Leonardo Di Caprio would not have been many people’s obvious choice to portray the legendary J Edgar Hoover, but he does a good job getting a handle on this enigmatic, complex character. This is a rounded, subtle, and persuasive performance that captures his paranoia, his buttoned-down personality and his self-loathing. He is heavily made up with prosthetics to resemble the pudgy, aging lawman, but he also vaguely resembles Phillip Seymour Hoffman, who may have been a good choice for the role. Di Caprio has matured as an actor over the past decade, choosing solid and challenging roles and working with good directors who push him to deliver solid performances.
Eastwood has assembled a solid supporting cast. Judi Dench is good as his formidable and somewhat domineering mother who wanted to raise a son rather than a daffodil (a somewhat polite term of the era to describe effeminate men.) “I would rather have a dead son than a daffodil,” she tells him bluntly. Although she suspected her son’s rather effeminate nature she helped him find a way to deal with his social awkwardness and avoid public scrutiny. Naomi Watts is solid as Helen Gandy, his loyal and trusted private secretary and guardian of his secrets. Hammer is strong as Tolson, but unfortunately, his make-up as the older Tolson is somewhat offputting and too heavy. He comes across as something of a caricatured figure from a horror movie.

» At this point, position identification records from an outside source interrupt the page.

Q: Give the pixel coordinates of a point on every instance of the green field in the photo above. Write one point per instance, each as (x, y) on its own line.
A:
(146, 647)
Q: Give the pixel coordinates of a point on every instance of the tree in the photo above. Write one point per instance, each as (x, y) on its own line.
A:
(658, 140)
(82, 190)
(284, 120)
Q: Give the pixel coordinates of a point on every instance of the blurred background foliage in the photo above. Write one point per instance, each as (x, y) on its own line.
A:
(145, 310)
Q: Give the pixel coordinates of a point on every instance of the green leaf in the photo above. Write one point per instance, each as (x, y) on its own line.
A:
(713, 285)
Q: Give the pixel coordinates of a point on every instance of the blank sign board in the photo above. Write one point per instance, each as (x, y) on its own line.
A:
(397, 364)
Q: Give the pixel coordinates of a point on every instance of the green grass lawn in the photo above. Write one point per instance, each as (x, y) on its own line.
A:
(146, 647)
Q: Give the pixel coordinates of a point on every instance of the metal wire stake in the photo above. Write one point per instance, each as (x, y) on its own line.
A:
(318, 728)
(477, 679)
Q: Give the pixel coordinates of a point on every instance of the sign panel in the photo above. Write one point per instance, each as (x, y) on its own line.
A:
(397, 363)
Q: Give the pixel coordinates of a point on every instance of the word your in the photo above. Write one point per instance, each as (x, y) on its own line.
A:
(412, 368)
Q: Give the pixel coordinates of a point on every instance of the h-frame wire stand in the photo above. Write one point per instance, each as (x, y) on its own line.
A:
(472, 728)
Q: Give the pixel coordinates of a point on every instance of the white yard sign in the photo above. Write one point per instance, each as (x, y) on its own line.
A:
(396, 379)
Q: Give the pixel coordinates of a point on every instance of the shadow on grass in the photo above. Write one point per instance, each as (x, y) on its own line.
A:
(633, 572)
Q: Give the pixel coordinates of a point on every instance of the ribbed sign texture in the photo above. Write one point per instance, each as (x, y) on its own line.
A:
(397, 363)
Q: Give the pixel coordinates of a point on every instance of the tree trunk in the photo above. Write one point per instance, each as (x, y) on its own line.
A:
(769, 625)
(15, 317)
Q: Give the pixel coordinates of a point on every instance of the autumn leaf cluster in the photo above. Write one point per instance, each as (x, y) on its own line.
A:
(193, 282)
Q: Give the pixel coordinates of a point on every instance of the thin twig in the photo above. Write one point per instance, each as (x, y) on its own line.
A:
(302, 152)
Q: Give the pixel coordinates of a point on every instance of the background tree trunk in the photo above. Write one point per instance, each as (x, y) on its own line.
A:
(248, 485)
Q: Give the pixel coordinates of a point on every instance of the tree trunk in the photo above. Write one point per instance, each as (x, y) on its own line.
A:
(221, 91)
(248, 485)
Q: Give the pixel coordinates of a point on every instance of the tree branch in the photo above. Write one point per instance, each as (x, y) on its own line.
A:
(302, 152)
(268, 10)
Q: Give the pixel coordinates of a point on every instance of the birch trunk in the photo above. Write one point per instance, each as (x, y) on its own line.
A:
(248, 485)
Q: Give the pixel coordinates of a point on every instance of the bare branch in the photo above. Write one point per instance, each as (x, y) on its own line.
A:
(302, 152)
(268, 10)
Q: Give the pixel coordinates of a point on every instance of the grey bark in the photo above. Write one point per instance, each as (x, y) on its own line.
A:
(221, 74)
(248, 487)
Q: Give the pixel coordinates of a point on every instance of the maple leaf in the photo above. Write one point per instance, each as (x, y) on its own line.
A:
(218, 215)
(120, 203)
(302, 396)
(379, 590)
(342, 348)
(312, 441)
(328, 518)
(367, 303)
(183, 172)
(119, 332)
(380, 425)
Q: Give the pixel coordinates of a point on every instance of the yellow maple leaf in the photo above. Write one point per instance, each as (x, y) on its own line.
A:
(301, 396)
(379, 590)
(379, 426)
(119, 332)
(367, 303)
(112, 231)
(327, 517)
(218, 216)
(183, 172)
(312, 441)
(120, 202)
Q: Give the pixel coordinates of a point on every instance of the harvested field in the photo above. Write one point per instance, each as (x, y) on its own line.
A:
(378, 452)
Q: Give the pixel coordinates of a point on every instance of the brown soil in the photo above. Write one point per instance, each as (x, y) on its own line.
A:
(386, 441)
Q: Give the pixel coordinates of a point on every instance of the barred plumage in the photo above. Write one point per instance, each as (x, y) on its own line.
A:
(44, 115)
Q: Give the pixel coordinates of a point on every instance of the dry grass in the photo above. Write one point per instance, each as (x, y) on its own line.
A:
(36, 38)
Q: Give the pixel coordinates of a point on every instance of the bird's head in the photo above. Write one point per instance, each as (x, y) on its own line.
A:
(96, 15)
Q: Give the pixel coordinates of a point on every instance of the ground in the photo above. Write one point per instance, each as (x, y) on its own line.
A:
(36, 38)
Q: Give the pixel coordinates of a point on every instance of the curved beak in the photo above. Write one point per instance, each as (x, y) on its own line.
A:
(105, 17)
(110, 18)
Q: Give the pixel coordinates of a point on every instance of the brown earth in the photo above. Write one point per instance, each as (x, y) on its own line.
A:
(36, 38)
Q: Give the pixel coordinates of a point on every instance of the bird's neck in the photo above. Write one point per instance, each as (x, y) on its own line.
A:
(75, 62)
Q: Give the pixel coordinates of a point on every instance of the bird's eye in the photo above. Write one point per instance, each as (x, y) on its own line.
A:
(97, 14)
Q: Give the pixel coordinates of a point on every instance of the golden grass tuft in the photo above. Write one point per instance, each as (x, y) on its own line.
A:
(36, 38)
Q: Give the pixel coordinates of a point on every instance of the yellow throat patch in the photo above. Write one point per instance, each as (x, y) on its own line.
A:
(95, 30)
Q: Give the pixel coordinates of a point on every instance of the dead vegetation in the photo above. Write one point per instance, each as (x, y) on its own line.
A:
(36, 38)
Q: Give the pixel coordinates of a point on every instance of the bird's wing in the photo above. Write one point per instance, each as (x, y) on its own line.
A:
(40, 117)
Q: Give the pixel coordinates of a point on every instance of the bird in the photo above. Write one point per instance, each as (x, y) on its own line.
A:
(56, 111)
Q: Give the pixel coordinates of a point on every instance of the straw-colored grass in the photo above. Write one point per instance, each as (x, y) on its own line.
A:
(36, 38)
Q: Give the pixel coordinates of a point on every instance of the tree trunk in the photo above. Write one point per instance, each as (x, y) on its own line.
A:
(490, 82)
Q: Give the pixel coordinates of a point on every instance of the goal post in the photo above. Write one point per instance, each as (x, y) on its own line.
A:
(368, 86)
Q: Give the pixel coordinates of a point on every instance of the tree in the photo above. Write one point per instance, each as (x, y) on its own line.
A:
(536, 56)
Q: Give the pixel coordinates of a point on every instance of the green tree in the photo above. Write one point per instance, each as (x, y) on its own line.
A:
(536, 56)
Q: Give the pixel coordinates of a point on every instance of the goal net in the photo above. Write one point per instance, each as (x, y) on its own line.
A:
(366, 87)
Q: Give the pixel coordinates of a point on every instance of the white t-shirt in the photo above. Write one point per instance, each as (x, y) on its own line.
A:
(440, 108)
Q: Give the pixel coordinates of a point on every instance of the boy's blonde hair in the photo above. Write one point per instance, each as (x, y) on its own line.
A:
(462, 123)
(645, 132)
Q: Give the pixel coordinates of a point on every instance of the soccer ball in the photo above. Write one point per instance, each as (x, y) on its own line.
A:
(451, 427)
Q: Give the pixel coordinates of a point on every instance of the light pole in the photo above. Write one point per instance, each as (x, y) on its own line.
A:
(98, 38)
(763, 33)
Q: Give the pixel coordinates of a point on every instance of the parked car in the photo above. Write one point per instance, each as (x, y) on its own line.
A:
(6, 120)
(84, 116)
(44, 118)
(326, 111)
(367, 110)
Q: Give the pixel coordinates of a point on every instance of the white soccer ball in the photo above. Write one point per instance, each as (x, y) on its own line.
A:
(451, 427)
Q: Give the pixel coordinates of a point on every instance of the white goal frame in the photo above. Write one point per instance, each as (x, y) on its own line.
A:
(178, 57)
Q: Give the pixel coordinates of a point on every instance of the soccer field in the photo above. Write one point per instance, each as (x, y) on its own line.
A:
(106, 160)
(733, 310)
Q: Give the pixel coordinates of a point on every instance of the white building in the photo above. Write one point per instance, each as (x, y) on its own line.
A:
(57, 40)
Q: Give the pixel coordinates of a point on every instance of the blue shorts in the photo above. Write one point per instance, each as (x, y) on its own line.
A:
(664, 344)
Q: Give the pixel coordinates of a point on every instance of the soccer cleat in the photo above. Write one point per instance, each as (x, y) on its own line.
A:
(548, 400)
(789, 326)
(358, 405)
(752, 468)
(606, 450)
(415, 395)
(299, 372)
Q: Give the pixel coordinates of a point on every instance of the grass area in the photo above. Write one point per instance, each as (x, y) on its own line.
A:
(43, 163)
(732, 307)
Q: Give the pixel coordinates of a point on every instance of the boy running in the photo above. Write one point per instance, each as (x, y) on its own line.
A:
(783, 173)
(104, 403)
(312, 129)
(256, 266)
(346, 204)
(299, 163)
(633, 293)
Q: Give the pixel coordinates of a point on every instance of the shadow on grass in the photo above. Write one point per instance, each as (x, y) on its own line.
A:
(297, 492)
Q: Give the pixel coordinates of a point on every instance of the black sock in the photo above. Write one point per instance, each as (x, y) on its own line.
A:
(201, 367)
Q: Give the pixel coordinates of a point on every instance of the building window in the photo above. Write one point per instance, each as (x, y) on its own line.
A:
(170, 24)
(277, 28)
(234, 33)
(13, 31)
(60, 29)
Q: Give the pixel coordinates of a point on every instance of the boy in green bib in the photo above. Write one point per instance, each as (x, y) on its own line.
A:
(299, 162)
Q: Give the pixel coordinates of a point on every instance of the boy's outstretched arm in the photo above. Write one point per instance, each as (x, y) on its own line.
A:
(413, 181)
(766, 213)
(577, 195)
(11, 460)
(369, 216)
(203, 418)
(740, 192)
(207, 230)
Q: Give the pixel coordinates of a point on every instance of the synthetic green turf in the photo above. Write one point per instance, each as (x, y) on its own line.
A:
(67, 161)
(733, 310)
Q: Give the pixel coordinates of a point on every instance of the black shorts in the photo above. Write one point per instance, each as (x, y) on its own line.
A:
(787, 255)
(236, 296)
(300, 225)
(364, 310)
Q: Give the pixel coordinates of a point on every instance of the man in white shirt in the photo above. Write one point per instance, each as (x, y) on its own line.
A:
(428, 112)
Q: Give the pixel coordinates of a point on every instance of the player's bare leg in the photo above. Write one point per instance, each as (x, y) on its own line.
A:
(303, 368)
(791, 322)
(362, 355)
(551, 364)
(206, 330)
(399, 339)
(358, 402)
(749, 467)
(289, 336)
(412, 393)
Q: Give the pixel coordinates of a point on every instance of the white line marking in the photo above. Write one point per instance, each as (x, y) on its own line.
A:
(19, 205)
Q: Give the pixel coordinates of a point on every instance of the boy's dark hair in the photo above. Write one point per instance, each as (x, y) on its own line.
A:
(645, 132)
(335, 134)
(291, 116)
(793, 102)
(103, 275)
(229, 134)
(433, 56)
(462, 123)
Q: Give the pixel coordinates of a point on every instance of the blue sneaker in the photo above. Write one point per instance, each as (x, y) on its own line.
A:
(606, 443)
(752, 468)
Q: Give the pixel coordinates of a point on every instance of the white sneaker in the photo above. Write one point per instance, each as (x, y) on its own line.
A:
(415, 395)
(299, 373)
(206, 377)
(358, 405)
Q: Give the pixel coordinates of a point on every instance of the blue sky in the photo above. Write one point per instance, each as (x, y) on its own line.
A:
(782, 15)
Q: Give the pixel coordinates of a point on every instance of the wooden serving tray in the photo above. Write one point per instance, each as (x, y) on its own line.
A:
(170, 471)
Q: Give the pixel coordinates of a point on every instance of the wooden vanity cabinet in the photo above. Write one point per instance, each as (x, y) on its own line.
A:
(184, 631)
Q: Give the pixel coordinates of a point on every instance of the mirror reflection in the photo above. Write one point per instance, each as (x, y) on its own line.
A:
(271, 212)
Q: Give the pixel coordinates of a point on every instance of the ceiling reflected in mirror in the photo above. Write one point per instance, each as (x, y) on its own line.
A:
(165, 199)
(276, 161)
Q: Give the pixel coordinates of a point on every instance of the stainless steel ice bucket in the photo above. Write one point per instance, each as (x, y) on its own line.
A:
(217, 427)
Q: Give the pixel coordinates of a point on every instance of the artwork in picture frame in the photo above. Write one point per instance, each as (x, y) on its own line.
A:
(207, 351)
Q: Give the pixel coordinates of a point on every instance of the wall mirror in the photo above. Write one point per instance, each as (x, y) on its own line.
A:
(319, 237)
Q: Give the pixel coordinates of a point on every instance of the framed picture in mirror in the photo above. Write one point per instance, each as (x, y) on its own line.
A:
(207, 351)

As usual Eastwood has drawn upon his regular team of collaborators to recreate 1930’s Washington. James J Murakami’s production design is excellent and reeks of authenticity, while Deborah Hopper’s costumes also reflect the era. Regular cinematographer Tom Stern has shot the film primarily in desaturated colours, which further adds to the authenticity. Eastwood has also incorporated some archival footage to add further authenticity to the material.